PEOPLE OF THE STATE OF ILLINOIS, EX REL. BEULAH M. BUELL, THE MOTHER OF BABY GIRL BUELL, A MINOR, PETITIONER-DEFENDANT IN ERROR,

v.

ROBERT M. BELL ET AL., RESPONDENTS-PLAINTIFFS IN ERROR.



Writ of Error to the Circuit Court of Rock Island county; the Hon. DAN H. McNEAL, Judge, presiding. Affirmed.

JUSTICE CROW DELIVERED THE OPINION OF THE COURT.

This is a review by the respondents, Claire Jordan and Juanita Jordan, by way of Writ of Error of an order entered by the Circuit Court of Rock Island County, after a hearing on a habeas corpus petition filed by Beulah M. Buell, the mother of Baby Girl Buell, a minor. The finding of the trial court was that the petitioner, Beulah M. Buell, was entitled to the care, custody, and control of Baby Girl Buell, born April 10, 1958, and that the respondents had no legal right to the custody of the child. The order directed the respondents to deliver the child to the petitioner. The order was complied with in open court and the writ discharged.

The petition for writ of habeas corpus, filed May 15, 1958, alleged, in substance, that the petitioner was the mother of the minor child born in the Community General Hospital, Sterling, Illinois, on April 10, 1958; the name of the father was legally omitted in the birth certificate; and the plaintiff is divorced and not remarried. The petitioner further alleged that she has a home for herself and her four other minor children living with her in Rock Falls, Whiteside County, Illinois; on July 1, 1957 she was divorced from her husband, Creighton Buell; in December, 1957, her ex-husband, Creighton Buell, knowing that she was expecting a child, told her that she would lose the other children because of this birth, he knew where this child could be placed for adoption, and he indicated that his employer in Rock Island would be interested in having the child.
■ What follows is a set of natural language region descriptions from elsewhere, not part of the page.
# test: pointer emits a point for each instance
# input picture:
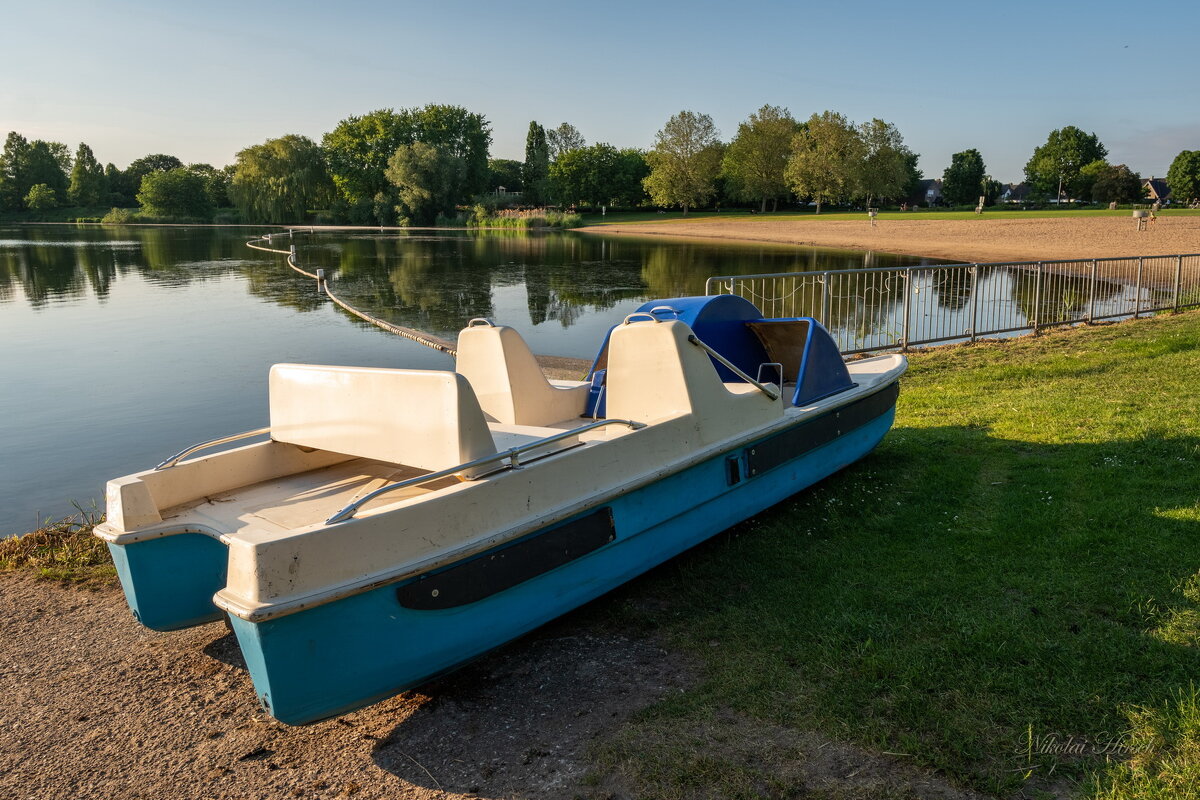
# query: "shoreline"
(961, 240)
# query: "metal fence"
(882, 308)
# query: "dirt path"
(988, 239)
(94, 705)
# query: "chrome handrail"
(513, 455)
(766, 389)
(211, 443)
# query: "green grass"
(990, 214)
(63, 551)
(1017, 564)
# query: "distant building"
(1014, 193)
(1157, 190)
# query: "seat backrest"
(419, 417)
(508, 382)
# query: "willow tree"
(685, 161)
(826, 161)
(756, 158)
(280, 180)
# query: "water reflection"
(569, 282)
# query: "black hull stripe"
(783, 447)
(543, 551)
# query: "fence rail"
(881, 308)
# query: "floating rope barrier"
(420, 337)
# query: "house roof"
(1157, 188)
(1015, 192)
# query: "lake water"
(121, 346)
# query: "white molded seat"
(418, 417)
(508, 382)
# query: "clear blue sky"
(201, 80)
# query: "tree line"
(419, 166)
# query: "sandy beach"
(988, 239)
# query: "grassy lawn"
(990, 214)
(1015, 565)
(1014, 569)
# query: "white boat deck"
(298, 500)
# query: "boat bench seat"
(510, 385)
(418, 417)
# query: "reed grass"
(63, 551)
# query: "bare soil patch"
(94, 705)
(988, 239)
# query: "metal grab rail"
(766, 389)
(511, 453)
(211, 443)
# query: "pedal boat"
(397, 523)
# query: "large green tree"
(88, 186)
(756, 160)
(460, 133)
(563, 139)
(963, 180)
(358, 151)
(535, 173)
(1116, 184)
(216, 182)
(429, 180)
(280, 180)
(826, 160)
(503, 172)
(174, 193)
(25, 164)
(1055, 164)
(139, 168)
(1183, 176)
(599, 174)
(883, 172)
(41, 197)
(12, 170)
(685, 161)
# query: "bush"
(118, 217)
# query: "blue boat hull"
(353, 651)
(169, 582)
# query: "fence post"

She further alleged that she went to the hospital under the care of Dr. Dora Zaeske, on April 9, 1958, where she was under a doctor's care for nine hours, and a child was born on April 10, 1958, at 8:26 a.m.; on April 12, the lawyer from Rock Island came in with another woman, whom she could not identify, with some papers and asked her to sign them, but these papers were not explained to her nor did she read them, but she did sign them; because of the fact the child was illegitimate and her present children were living with her and receiving aid from the State of Illinois, she was induced to giving up the child that was to be born because she was told that she could not keep the other children if she tried to raise the illegitimate child; she alleged that she was under sedation and incapable of knowing what papers were being thrust upon her for her signature; she had no knowledge of the contents or the legal effect of those papers; and the child was handed by the petitioner to Robert M. Bell, who, in turn, delivered the child to Claire Jordan and Juanita Jordan.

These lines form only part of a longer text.